Unfortunately, when there’s no drama, there’s nothing to prevent you from going completely to hell.
I didn’t stay in shape. I had too much Jack Daniels at night. I had too many burgers at the sports bar. And I watched too much HGTV with Jules, instead of checking out whatever quality television the internet was demanding I take in. Nor was I reading great literature or compelling nonfiction. No, I was only reading new compilations of old comics I bought when I was a kid. I told myself I was only doing it to laugh at how much sense they didn’t make. How the hell did two-inch-long wings on the Sub-Mariner’s ankles make it so that he could fly? How did the Thing, who was made of rocks, have a girlfriend? Wasn’t intimacy an issue? All the lube in the world wasn’t going to help the entrance of a cock made of rocks feel less than traumatic, right?
These kinds of inquires weren’t the kind of thing a grown man should occupy his time with, but, as long as I made enough to get by, I felt okay about throwing my ambition into storage and filling my days with whatever didn’t threaten me.
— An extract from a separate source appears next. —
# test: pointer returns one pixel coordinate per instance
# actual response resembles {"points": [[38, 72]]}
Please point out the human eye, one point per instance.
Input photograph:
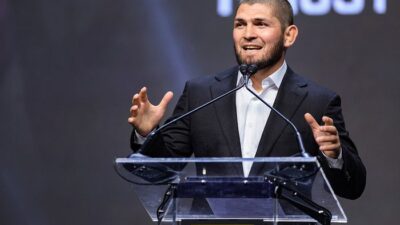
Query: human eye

But a dozen years of coasting was catching up to me – because I now had to deal with the fucking guy who owned this monster mansion. Why the hell would someone hand me an assignment that involved him? And why were people already treating me like I fucked up before I had done a goddam thing?
Nothing made any sense, which made me sweat even harder.
As I got out of the car, I eyed the estate and the beautifully manicured lawn that went on until it met the beach and the ocean put it all to a stop. I mopped my brow with the back of my hand and climbed the steps up to the massive double front doors that had matching American Eagles on them. Then I hit what I guessed was the doorbell. It was a button in the middle of a beautifully sculpted American flag and I thought to myself that there must be a special doorbell store somewhere in a special rich people mall that only they knew about.